The gist is that they find evidence against the (currently fashionable) hypothesis that willpower is an expendable resource. Here is the leader:
Veronika Job, Carol S. Dweck, and Gregory M. Walton
Stanford University
Abstract:Much recent research suggests that willpower—the capacity to exert self-control—is a limited resource that is depleted after exertion. We propose that whether depletion takes place or not depends on a person’s belief about whether willpower is a limited resource. Study 1 found that individual differences in lay theories about willpower moderate ego-depletion effects: People who viewed the capacity for self-control as not limited did not show diminished self-control after a depleting experience. Study 2 replicated the effect, manipulating lay theories about willpower. Study 3 addressed questions about the mechanism underlying the effect. Study 4, a longitudinal field study, found that theories about willpower predict change in eating behavior, procrastination, and self-regulated goal striving in depleting circumstances. Taken together, the findings suggest that reduced self-control after a depleting task or during demanding periods may reflect people’s beliefs about the availability of willpower rather than true resource depletion.
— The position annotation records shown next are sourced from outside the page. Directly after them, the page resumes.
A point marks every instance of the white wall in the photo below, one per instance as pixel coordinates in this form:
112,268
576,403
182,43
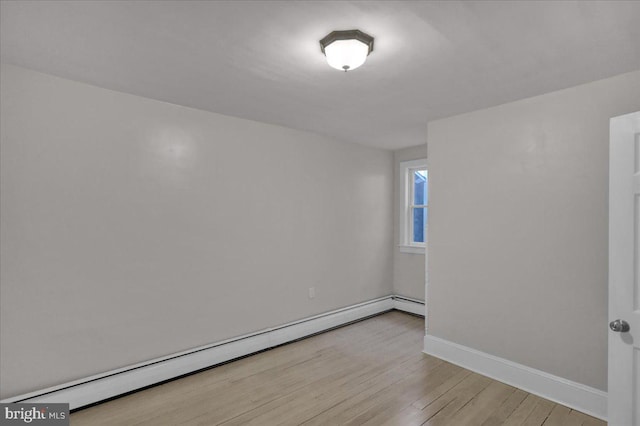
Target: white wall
133,228
518,228
408,268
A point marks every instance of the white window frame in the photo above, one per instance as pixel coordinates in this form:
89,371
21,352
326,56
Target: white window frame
407,245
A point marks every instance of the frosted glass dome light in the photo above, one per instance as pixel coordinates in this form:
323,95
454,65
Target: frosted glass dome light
346,50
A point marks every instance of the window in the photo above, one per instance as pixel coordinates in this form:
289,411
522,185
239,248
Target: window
414,209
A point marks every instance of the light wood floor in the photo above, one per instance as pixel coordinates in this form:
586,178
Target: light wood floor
371,372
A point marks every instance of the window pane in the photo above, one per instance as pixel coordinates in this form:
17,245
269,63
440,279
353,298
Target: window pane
420,196
418,225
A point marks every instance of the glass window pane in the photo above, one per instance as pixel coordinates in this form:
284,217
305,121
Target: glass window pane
420,215
420,187
418,225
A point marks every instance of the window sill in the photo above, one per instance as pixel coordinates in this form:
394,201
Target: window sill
411,249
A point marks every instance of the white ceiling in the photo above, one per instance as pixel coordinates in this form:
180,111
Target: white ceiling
261,60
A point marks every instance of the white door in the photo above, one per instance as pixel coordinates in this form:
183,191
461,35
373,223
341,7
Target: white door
624,271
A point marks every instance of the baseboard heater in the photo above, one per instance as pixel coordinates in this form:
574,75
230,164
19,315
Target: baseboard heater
116,383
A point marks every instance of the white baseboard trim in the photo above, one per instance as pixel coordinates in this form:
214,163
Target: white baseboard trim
107,385
566,392
407,304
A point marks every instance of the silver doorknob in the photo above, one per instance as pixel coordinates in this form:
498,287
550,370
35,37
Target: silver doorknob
620,326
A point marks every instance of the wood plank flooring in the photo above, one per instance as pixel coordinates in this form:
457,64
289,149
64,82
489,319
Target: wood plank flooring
368,373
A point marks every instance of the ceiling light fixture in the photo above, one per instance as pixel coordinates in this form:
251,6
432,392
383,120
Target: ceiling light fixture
346,50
(HT: Brashman, as posted on HackerNews.)
Utility theory is a normative theory of rationality; it's not taken seriously as a descriptive theory anymore. Rationality is about how we should behave, not how we do.
This is a common confusion about the what dynamic inconsistency really means, although I'm now noticing that Wikipedia doesn't explain it so clearly, so I should give an example:
Monday self says: I should clean my room on Thursday, even if it will be extremely annoying to do so (within the usual range of how annoying the task can be), because of the real-world benefits of being able to have guests over on the weekend.
Thursday-self says: Oh, but now that it's Thursday and I'm annoyed, I don't think it's worth it anymore.
This is a disagreement between what your Monday-self and your Thursday-self think you should do on Thursday. It's a straight-up contradiction of preferences among outcomes. There's no need to think about utility theory at all, although preferences among outcomes, and not items is exactly what it's designed to normatively govern.
ETA: The OP now links to a lesswrongwiki article on dynamic inconsistency.